Parallel compact block downloads, take 3 #27626

instagibbs · 2023-05-11T14:05:20Z

This is an attempt at mitigating #25258 , which is a revival of #10984, which is a revival of #9447.

This PR attempts to mitigate a single case, where high bandwidth peers can bail us out of a flakey
peer not completing blocks for us. We allow up to 2 additional getblocktxns requests per unique block.
This would hopefully allow the chance for an honest high bandwidth peer to hand us the transactions
even if the first in flight peer stalls out.

In contrast to previous effort:

it will not help if subsequent peers send block headers only, so only high-bandwidth peers this time. See: https://github.com/bitcoin/bitcoin/pull/10984/files#diff-6875de769e90cec84d2e8a9c1b962cdbcda44d870d42e4215827e599e11e90e3R1411
MAX_GETBLOCKTXN_TXN_AFTER_FIRST_IN_FLIGHT is removed, in favor of aiding recovery during turbulent mempools
We require one of the 3 block fetching slots to be an outbound peer. This can be the original offering peer, or subsequent compact blocks given by high bandwidth peers.

DrahtBot · 2023-05-11T14:05:23Z

The following sections might be updated with supplementary metadata relevant to reviewers and maintainers.

Reviews

See the guideline for information on the review process.

Type	Reviewers
ACK	sdaftuar, mzumsande
Concept ACK	jamesob, theuni
Stale ACK	dergoegge, ajtowns

If your review is incorrectly listed, please react with 👎 to this comment and the bot will ignore it on the next update.

Conflicts

Reviewers, this pull request conflicts with the following ones:

#27596 (assumeutxo (2) by jamesob)
#27052 (test: rpc: add last block announcement time to getpeerinfo result by LarryRuane)
#26969 (net, refactor: net_processing, add ProcessCompactBlockTxns by brunoerg)
#26812 (test: add end-to-end tests for CConnman and PeerManager by vasild)
#26621 (refactor: Continue moving application data from CNode to Peer by dergoegge)
#24008 (assumeutxo: net_processing changes by jamesob)

If you consider this pull request important, please also help to review the conflicting pull requests. Ideally, start with the one that should be merged first.

ajtowns

Seems okay at first glance. It would be nice to have a "blockrequest.cpp" module that collects all this logic together. Perhaps we want to keep this change simple so it's a smaller backport, and refactor later, though.

src/net_processing.cpp

ajtowns · 2023-05-11T15:30:25Z

src/net_processing.h

+/** Greg: Setting to 3 to match number of high bandwidth peers... ~ensures one is outbound */
+static const unsigned int MAX_CMPCTBLOCKS_INFLIGHT_PER_BLOCK = 3;
+/** Maximum number of missing transactions for a non-first getblocktxn request */
+static const unsigned int MAX_GETBLOCKTXN_TXN_AFTER_FIRST_IN_FLIGHT = 10;


Out of the last 612 compact blocks my node's reconstructed that required requesting transactions, 277 needed 10 or fewer (45%), 441 needed 50 or fewer (72%), 488 needed 100 or fewer (80%), 548 needed 500 or fewer (90%). I'd probably prefer 50 or 100 than 10, I guess?
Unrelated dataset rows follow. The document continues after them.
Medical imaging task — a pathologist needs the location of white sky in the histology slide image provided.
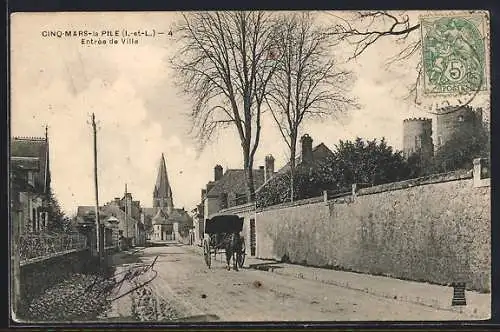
[11,12,490,214]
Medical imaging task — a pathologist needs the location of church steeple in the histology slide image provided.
[153,153,174,213]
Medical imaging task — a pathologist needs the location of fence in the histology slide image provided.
[18,233,87,262]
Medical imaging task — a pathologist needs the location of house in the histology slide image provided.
[140,153,193,242]
[256,134,334,193]
[10,128,50,233]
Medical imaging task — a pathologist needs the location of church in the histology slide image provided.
[141,153,192,242]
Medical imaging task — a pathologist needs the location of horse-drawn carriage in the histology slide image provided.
[203,215,245,270]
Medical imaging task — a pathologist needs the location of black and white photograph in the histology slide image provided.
[8,10,492,325]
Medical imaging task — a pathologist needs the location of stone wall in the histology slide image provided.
[20,249,94,311]
[256,166,491,291]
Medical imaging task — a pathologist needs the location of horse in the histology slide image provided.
[224,232,243,271]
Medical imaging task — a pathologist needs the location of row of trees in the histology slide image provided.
[172,11,488,201]
[172,11,356,201]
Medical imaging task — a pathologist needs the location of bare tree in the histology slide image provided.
[265,13,355,201]
[172,11,275,201]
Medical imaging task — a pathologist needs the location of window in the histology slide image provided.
[28,172,35,186]
[250,218,257,256]
[415,136,422,150]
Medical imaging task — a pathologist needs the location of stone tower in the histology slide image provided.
[403,118,434,162]
[436,105,483,150]
[153,153,174,214]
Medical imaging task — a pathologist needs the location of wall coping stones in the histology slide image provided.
[356,170,473,196]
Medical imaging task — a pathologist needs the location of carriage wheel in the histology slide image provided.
[236,239,245,268]
[203,240,212,268]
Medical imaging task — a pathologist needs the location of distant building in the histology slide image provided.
[77,190,146,246]
[10,128,50,232]
[256,134,333,192]
[141,154,193,242]
[403,118,434,165]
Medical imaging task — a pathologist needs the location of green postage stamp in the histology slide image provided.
[420,14,489,95]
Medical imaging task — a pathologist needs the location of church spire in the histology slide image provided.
[153,153,174,213]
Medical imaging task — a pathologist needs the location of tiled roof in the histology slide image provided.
[276,143,333,174]
[207,169,264,197]
[10,137,50,190]
[76,204,138,223]
[10,137,47,157]
[153,209,191,225]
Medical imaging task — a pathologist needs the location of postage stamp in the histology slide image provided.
[420,15,488,95]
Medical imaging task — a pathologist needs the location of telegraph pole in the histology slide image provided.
[125,183,128,246]
[92,113,104,263]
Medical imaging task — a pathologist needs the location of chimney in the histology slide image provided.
[300,134,313,163]
[264,154,274,182]
[214,165,222,181]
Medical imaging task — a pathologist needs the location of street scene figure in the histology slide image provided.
[8,10,492,326]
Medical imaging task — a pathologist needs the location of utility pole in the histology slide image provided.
[92,113,104,263]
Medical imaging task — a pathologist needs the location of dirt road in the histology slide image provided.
[116,243,468,321]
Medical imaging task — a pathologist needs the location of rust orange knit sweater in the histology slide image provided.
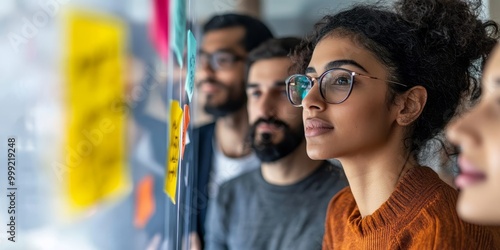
[323,167,500,250]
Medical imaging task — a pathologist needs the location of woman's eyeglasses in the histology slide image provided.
[286,68,408,107]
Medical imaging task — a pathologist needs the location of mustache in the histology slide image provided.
[196,78,228,89]
[252,117,290,131]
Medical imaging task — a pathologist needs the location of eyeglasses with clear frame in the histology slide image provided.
[285,68,408,107]
[199,51,245,71]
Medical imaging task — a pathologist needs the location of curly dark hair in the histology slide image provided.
[292,0,498,155]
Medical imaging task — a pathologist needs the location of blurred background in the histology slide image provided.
[0,0,500,250]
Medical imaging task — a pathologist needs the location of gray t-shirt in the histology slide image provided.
[206,161,347,250]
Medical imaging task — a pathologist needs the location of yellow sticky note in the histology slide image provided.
[64,11,130,212]
[181,104,191,160]
[165,100,182,204]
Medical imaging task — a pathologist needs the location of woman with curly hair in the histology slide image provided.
[287,0,500,249]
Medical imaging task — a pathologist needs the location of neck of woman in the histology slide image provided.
[339,148,418,218]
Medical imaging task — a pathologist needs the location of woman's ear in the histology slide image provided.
[396,86,427,126]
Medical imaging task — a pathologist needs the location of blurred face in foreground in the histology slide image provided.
[447,46,500,225]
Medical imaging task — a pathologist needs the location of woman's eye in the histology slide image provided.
[333,76,349,85]
[250,91,261,97]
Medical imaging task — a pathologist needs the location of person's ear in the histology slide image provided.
[396,86,427,126]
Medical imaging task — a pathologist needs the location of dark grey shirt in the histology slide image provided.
[206,161,347,250]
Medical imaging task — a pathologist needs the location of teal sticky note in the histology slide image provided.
[185,30,198,102]
[172,0,186,66]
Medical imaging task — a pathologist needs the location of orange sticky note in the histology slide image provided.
[165,100,182,204]
[181,104,191,160]
[134,175,155,229]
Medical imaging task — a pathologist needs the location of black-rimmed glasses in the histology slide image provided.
[199,51,245,71]
[286,68,408,107]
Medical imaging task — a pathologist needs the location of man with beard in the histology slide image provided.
[206,38,347,250]
[190,14,273,249]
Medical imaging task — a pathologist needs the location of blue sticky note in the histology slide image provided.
[172,0,186,66]
[185,30,197,102]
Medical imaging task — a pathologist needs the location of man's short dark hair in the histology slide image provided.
[247,37,302,74]
[203,14,273,52]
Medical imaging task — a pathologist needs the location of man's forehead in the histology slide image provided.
[202,26,245,53]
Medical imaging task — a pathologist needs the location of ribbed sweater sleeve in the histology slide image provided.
[323,167,500,249]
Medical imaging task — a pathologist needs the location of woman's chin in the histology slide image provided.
[307,143,335,160]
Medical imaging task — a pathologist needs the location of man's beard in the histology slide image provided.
[199,79,247,118]
[249,118,304,162]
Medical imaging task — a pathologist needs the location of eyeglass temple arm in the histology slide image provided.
[352,72,408,88]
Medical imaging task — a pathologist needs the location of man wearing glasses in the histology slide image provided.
[206,38,347,250]
[190,14,273,249]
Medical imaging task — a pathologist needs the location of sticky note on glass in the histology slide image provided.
[165,100,182,204]
[181,104,191,159]
[134,175,156,229]
[149,0,170,61]
[171,0,186,66]
[186,30,197,102]
[63,11,131,213]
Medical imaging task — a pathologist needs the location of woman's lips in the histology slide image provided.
[455,156,486,188]
[304,118,333,137]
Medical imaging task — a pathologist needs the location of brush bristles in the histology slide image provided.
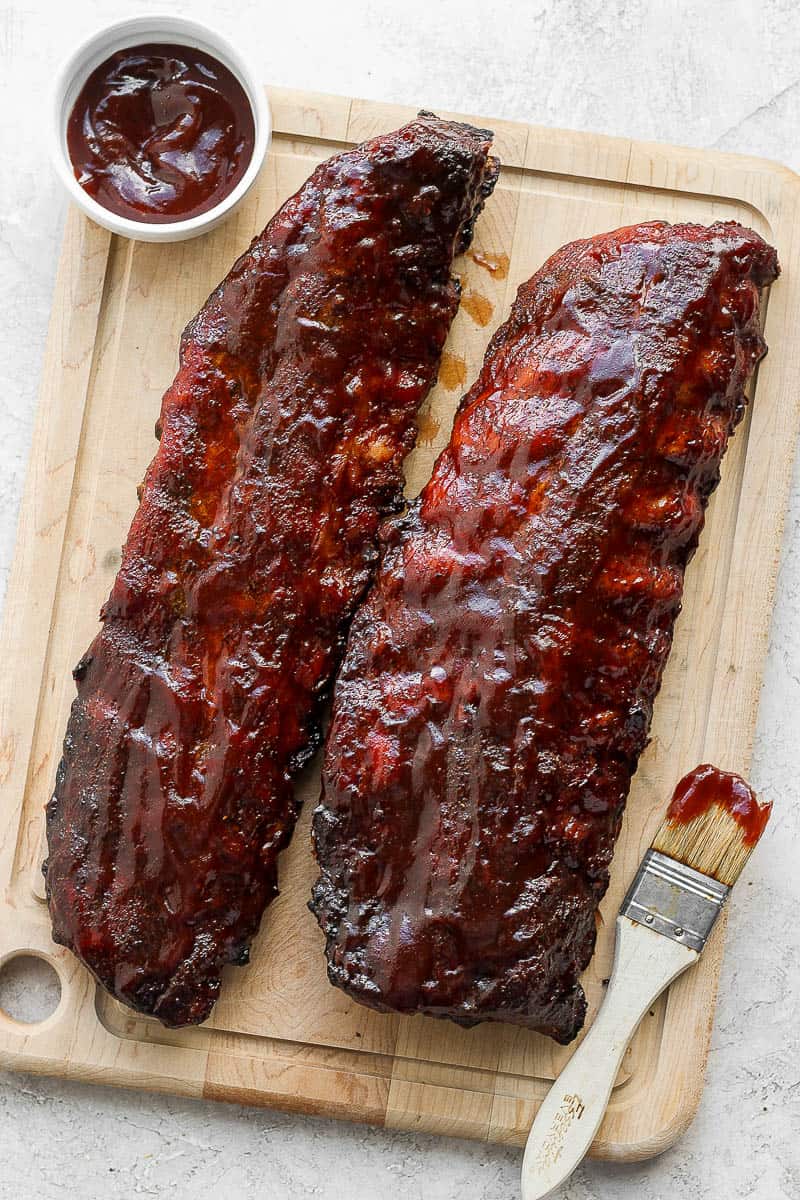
[652,804,756,887]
(In simpler times, 1086/1162 (93%) need 10 or fewer, 1140/1162 (98%) needed 50 or fewer, 1144/1162 (98.5%) needed 100 or fewer. Again, I'm not including blocks that requested 0 txs in those denominators)

what if we just removed the limit, since it's not much of a protection, especially if the missing 10 txns are *nscriptions

I think the limit's fine; when you start up with an empty mempool, you'll be requesting most of the transactions in the block because your mempool's empty, and there's no need to do that three times in parallel. Could perhaps have the limit work the other way: if you've already got N txs and need K txs, and 0 < K <= N/4 + 10; then if the block just has ten 100kvB txs, you won't request them multiple times.

Imo, it doesn't seem worthwhile to have the limit:

the good case (small K) should be far more common than the bad one (large K)

the limit makes relay of blocks with large K less reliable w.r.t to stalling (reduces to what we have now)

the limit adds code complexity and a maintenance burden. 10 is not a good value according to your data and if Allow 2 simultaneous (compact-)block downloads #10984 had been merged then we would need to re-evaluate now. Who's to say this won't change again.

if the issue is during warmup, that's a pretty small window, and typically won't actually do parallel fetching, 3 seems rare even when warmed up with limit of 10. I'll gather some more stats on that front, seeing how many parallel blocks are initialized.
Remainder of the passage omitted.